AP Physics 2 Exam Question

A cylindrical tank of height 1.5 m is filled with a liquid of density 800 kg/m^3. The area of the bottom of the tank is 0.5 m^2. A small hole of diameter 0.01 m is made 1.2 m above the bottom of the tank. What is the speed at which the liquid exits the hole?

Answer:

To solve this problem, we can use the principles of fluid dynamics, particularly the Bernoulli's equation.

According to Bernoulli's equation, the sum of the pressure energy, kinetic energy, and potential energy per unit volume of fluid remains constant along a streamline.
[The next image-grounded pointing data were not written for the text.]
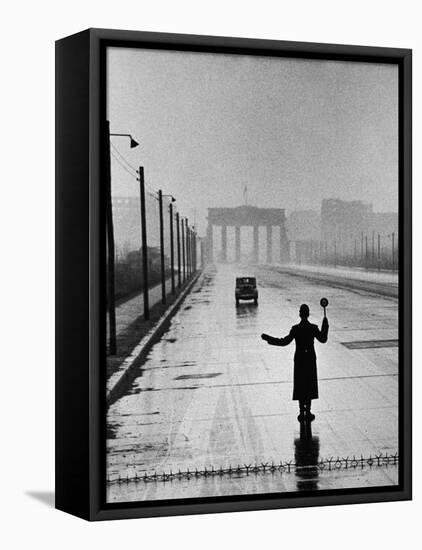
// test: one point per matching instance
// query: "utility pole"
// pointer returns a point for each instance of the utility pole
(110, 242)
(163, 267)
(179, 264)
(144, 244)
(366, 251)
(392, 244)
(173, 287)
(183, 251)
(187, 236)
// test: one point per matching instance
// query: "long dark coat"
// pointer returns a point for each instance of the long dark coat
(305, 379)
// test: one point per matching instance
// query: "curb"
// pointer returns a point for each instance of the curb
(140, 352)
(372, 287)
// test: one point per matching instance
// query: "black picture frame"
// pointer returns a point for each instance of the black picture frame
(80, 258)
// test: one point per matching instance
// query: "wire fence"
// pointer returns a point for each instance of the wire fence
(282, 467)
(149, 243)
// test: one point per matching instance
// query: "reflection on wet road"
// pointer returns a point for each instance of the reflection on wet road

Let's consider two points: Point A at the top surface of the tank where the liquid is still, and Point B at the hole where the liquid is exiting.
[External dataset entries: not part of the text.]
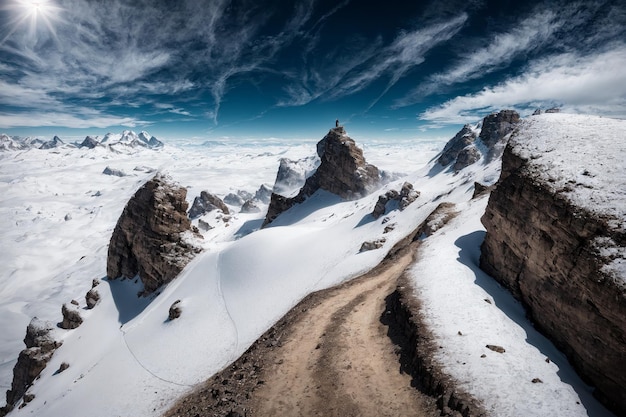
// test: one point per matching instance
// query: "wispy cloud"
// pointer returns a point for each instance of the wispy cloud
(346, 72)
(501, 48)
(593, 83)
At Point A (top surface of the liquid), the velocity of the liquid is zero, so the kinetic energy per unit volume is zero.

Point B (hole) can be considered at the same height level as Point A, so the potential energy per unit volume of both points is the same.

Using Bernoulli's equation, we can equate the pressure energy and potential energy at Point A and Point B:

Where:

• $P_A$ and $P_B$ are the pressures at Point A and Point B, respectively.
• $\rho$ is the density of the liquid.
• $g$ is the acceleration due to gravity.
• $h_A$ and $h_B$ are the heights at Point A and Point B, respectively.

Since the liquid is open to the atmosphere, we can assume the pressure at Point B is atmospheric pressure, which is $P_B = P_{\text{atm}} = 1.013 \times 10^5 \, \text{N/m}^2$. The height at Point A is $h_A = 0$ since it is at the top surface (reference point).

At Point B, the pressure is slightly higher due to the liquid column above the hole, so we will assume $P_A = P_{\text{atm}}$.

Substituting these values, we have:

Next, let's find the height at Point B, which is the difference in height between the hole and the bottom of the tank:

$h_B = \text{height of hole from bottom} = 1.2 \, \text{m}$

Substituting this value into the equation:

$0 = \frac{P_B}{\rho g} + 1.2$

Now, let's solve for the pressure at Point B:

$P_B = -1.2 \rho g$

The negative sign indicates that the pressure at Point B is lower than atmospheric pressure.

Finally, we can use the equation for the speed of fluid exiting a hole in a tank:

$v = \sqrt{\frac{2 \cdot g \cdot h_B}{2 \cdot h_A - h_B}}$

where:

• $v$ is the speed at which the liquid exits the hole.
• $g$ is the acceleration due to gravity.
• $h_B$ is the height at the hole from the bottom of the tank.
• $h_A$ is the height at the top surface of the liquid.

Substituting the given values, we have:

$v = \sqrt{\frac{2 \cdot 9.8 \cdot 1.2}{2 \cdot 0 - 1.2}} \approx \sqrt{23.76}$

$v \approx 4.875 \, \text{m/s}$

Therefore, the speed at which the liquid exits the hole is approximately 4.875 m/s.